I love SoCal, with its abundance of sunshine, good food, and interesting things to see. It's Labor Day but I need to be in L.A. for work at 7:30am Tuesday, so I fly to LAX on Monday morning and take the afternoon for myself. Today's plan: Venice Beach. That's really the whole plan.I park the rental car and just walk, headphones on; it's my favourite way to explore a city. The sun is blazing—a welcome break from the chill rain at home—and I'm happy to find some interesting street art off Abbot Kinney Blvd. Someone has scrawled "You are not your Instagram page" near one painting, which makes me laugh. I post it on Instagram :p
It's lunchtime, but I stumble upon Salt & Straw ice cream and use the sun as an excuse to stop. I get a seasonal flavour (apples & sidecar donuts... bone marrow & smoked cherries was going a bit too far), and a classic (salted with caramel ribbons). Both delicious.
Another Portland fave, Blue Star Donuts, is just down the street but I resist the temptation. I've been craving Eggslut ever since my last trip to Vegas, and just discovered they have one in Venice. I walk a mile or so, and wait in line outside with all the hip #instafoodies, awkwardly conscious of the uber-tanned homeless men lurking nearby, asking everyone, anyone to spare a dollar.

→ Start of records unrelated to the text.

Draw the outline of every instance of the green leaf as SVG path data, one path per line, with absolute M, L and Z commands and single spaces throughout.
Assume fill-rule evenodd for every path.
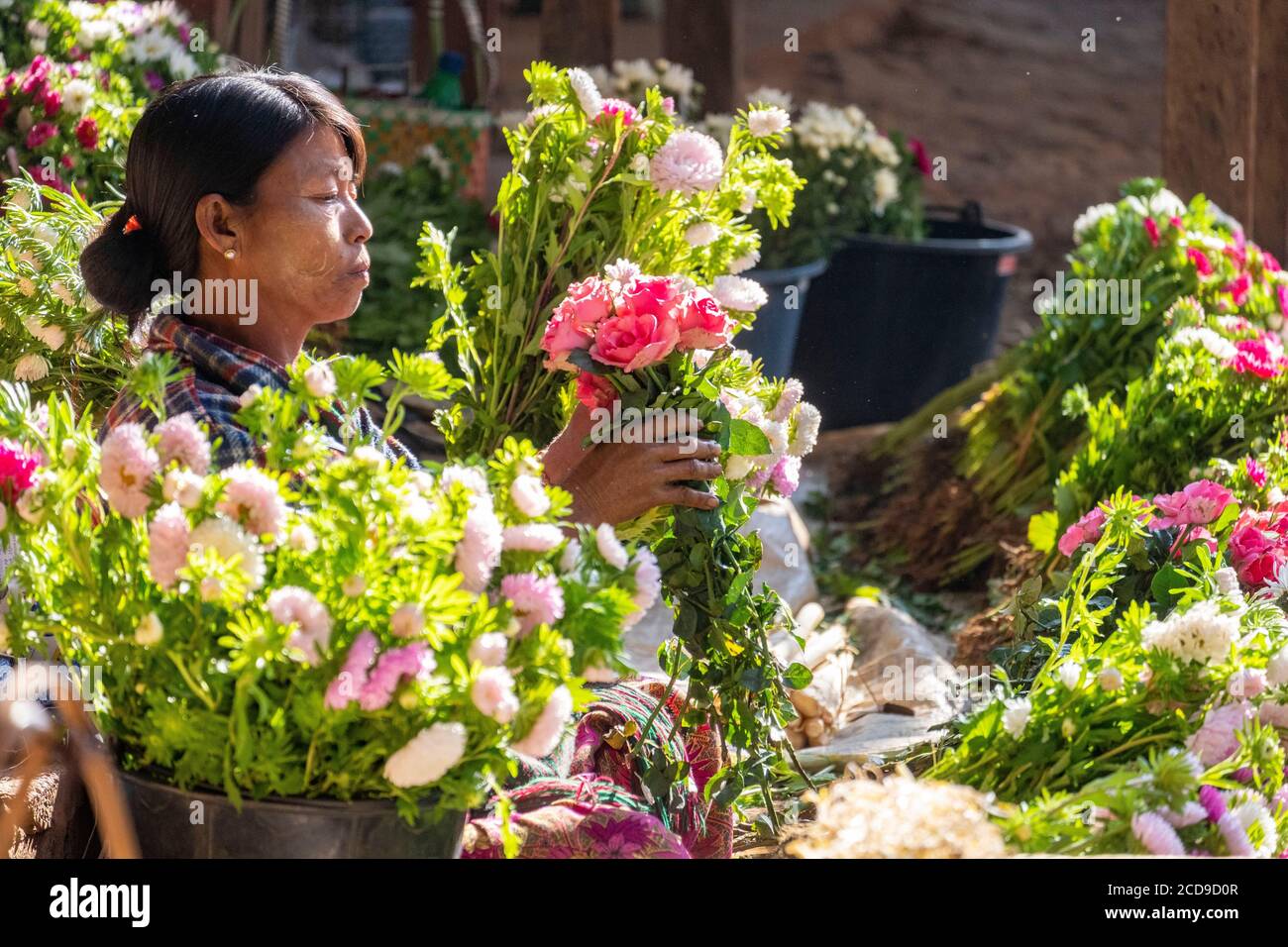
M 1059 530 L 1060 515 L 1055 510 L 1033 514 L 1029 518 L 1029 545 L 1039 553 L 1050 553 L 1055 549 Z
M 734 417 L 729 421 L 729 454 L 743 457 L 769 454 L 769 438 L 751 421 Z

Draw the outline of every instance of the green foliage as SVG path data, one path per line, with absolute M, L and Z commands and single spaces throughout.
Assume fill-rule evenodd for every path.
M 149 356 L 128 387 L 156 407 L 174 372 Z M 542 486 L 531 445 L 408 469 L 355 435 L 352 411 L 385 381 L 379 366 L 301 357 L 290 372 L 289 390 L 238 414 L 263 464 L 210 473 L 201 451 L 175 452 L 166 426 L 117 428 L 100 448 L 66 394 L 32 407 L 24 385 L 5 383 L 4 450 L 37 469 L 30 487 L 5 481 L 0 539 L 19 551 L 0 647 L 23 653 L 52 635 L 66 661 L 100 673 L 98 719 L 121 763 L 178 786 L 234 800 L 388 798 L 408 818 L 429 799 L 477 805 L 551 694 L 568 688 L 582 703 L 577 675 L 623 666 L 639 560 L 609 563 L 585 530 L 569 546 L 559 527 L 571 528 L 571 497 Z M 310 393 L 327 372 L 345 415 L 340 451 L 323 426 L 330 399 Z M 447 397 L 452 384 L 431 357 L 395 354 L 394 401 Z M 511 526 L 542 541 L 502 551 Z M 462 575 L 466 560 L 482 580 L 477 564 Z M 502 576 L 522 573 L 554 584 L 562 616 L 529 621 L 529 606 L 500 593 Z M 379 652 L 370 674 L 354 658 L 366 639 Z M 488 642 L 500 657 L 478 651 Z M 399 655 L 411 667 L 381 676 Z M 497 662 L 513 679 L 506 714 L 474 691 Z M 407 758 L 424 755 L 408 745 L 426 732 L 442 767 L 408 777 Z
M 395 348 L 408 352 L 424 345 L 425 298 L 410 291 L 417 273 L 417 238 L 424 222 L 431 220 L 456 233 L 452 245 L 456 262 L 469 260 L 492 245 L 483 206 L 460 196 L 459 182 L 450 171 L 437 151 L 426 151 L 406 169 L 380 166 L 368 175 L 362 210 L 376 233 L 367 245 L 371 285 L 345 323 L 345 349 L 388 358 Z M 430 308 L 431 317 L 444 308 L 442 303 Z

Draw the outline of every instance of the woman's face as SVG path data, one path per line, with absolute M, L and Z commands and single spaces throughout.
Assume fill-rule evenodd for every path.
M 353 161 L 334 129 L 300 135 L 259 179 L 237 228 L 238 277 L 258 280 L 274 318 L 348 318 L 371 282 L 371 222 L 357 202 Z

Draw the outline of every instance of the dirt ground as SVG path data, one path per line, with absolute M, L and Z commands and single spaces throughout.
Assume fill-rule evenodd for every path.
M 1033 326 L 1033 281 L 1060 267 L 1074 218 L 1113 200 L 1127 178 L 1159 173 L 1164 0 L 743 3 L 743 93 L 773 85 L 799 103 L 853 102 L 947 158 L 948 178 L 931 183 L 930 202 L 976 200 L 988 216 L 1033 233 L 1034 250 L 1011 282 L 1002 344 Z M 788 27 L 800 52 L 783 49 Z M 496 107 L 522 108 L 537 19 L 507 15 L 501 28 Z M 1087 28 L 1095 52 L 1082 50 Z M 622 21 L 617 57 L 661 50 L 656 21 Z

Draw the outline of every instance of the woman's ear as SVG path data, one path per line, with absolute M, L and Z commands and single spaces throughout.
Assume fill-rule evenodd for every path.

When I reach the head of line I ask for "one Slut, please" (a to-die-for jar of mashed potatoes topped with a coddled egg, served with brioche for dipping). Yes, I do feel a bit awkward ordering it. "Sorry, sold out." Noooooooooooooooooo. I take a Fairfax (brioche bun, scrambled eggs, cheese, caramelized onions, sriracha mayo) and it's good, but you know when you just want something specific and nothing else will do? Yeah, that's how I felt about the Fairfax.
Venice is busy today, with people running, riding bikes, roller skating and blading up and down the path along the beach. I consider renting a bike, but notice a Metro bike share rack: $1.75 for half an hour, $5 for the day. Done.
I cruise north and enjoy the people watching. Venice is full of pot shops, tattoo parlours, and tacky t-shirt shops. Artists are lined up along the boardwalk, and the whole place reeks of, well, pot, but mostly just the 60s. It feels like a haven for bohemian artists and draft dodgers. And then you cross an invisible line and arrive in Santa Monica, which has a tennis-and-polo-shirt vibe.
After a couple of hours on the bike, I'm sunburned and ready for a beer. I stop at one of the bars on the boardwalk, cruise past the skate park again, and decide to call it a day. I have an early start. On my way to the hotel I pop into Mendocino Farms and satisfy another craving (the Mendo Pork Belly Banh Mi, which I have at least once every time I come to California).
Was it a particularly healthy day? No. Did I enjoy myself? Yes. Mission accomplished.